Gede Pasek Tidak Menonjol Di Politik Nasional, PKN Hanya Jadi Pemanis Di 2024

Laporan: Farez
Senin, 01 November 2021 | 15:09 WIB
Ketua Umumm PKN, I Gede Pasek Suardika/Net
Ketua Umumm PKN, I Gede Pasek Suardika/Net

SinPo.id - Kapasitas Gede Pasek sebagai politikus dinilai masih kurang kuat. Untuk itu keputusan mantan Sekjen Hanura I Gede Pasek Suardika, membentuk Partai Kebangkitan Nusantara (PKN) sekaligus menjadi ketuanya dinilai akan menghadapi jalan terjal.

 

 
"Gede Pasek sejak di Demokrat dan di Hanura saya kira tidak berhasil menunjukkan karakter ketokohannya," terang Dedi Direktur Eksekutif Indonesia Political Opinion (IPO), Dedi Kurnia Syah, Senin (1/11).

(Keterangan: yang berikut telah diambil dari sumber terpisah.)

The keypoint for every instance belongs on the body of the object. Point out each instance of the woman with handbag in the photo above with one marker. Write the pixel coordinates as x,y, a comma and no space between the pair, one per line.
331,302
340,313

Dedi menilai prospek PKN ke depan tak bagus-bagus amat, kalau tak bisa dibilang suram.

Faktor ketokohan, kata Dedi sangat penting dalam sebuah partai politik. Karena berkaitan dengan efektivitas lobi-lobi politik dalam mengajak tokoh-tokoh lain untuk bergabung dengan PKN dan membentuk jaringan hingga ke daerah-daerah.

Prosepek suram PKN lainnya, kata Dedi, adalah minimnya sisi logistik.  

Saya melihat membaca struktur di Gede Pasek logistiknya tidak cukup kuat, sangat jauh dibandingkan dengan partai lain," tutur Dedi.

Dari dua faktor itu saja Dedi mengaku bisa menebak bila PKN hanya akan jadi  'pemanis' di Pemilu 2024.

"Kehadiran PKN hanya sebatas wacana, keberadaannya ada, tapi sulit untuk menjangkau banyak ceruk pemilih. Sampai batas minimum pun akan kesulitan," paparnya.

Sementara terkait mantan Ketua Umum Partai Demokrat, Anas Urbaningrum yang ikut berganung, Dedi menilai tak akan memberi dampak signifikan. Dedi malah memperkirakan nama Anas hanya akan jadi beban bagi PKN.

"Saya kira tidak, justru akan semakin sulit. Reputasi Anas adalah sebagai koruptor, sudah disanksi dengan ditahan. Kalaupun aktif kembali akan sangat sulit sebagai personal. Anas sangat sulit mengangkat citra dan reputasi dirinya sendiri apalagi memengaruhi parpol baru," ujar Dedi.

"Loyalis Anas juga tidak banyak. Kita bicara dalam skala nasional, kalau skala komunitas atau kelompok orang yang dulu simpatik mungkin banyak, tapi itu dalam konteks yang terbatas. Kalau nasional sulit," demikia Dedi Kurnia Syah.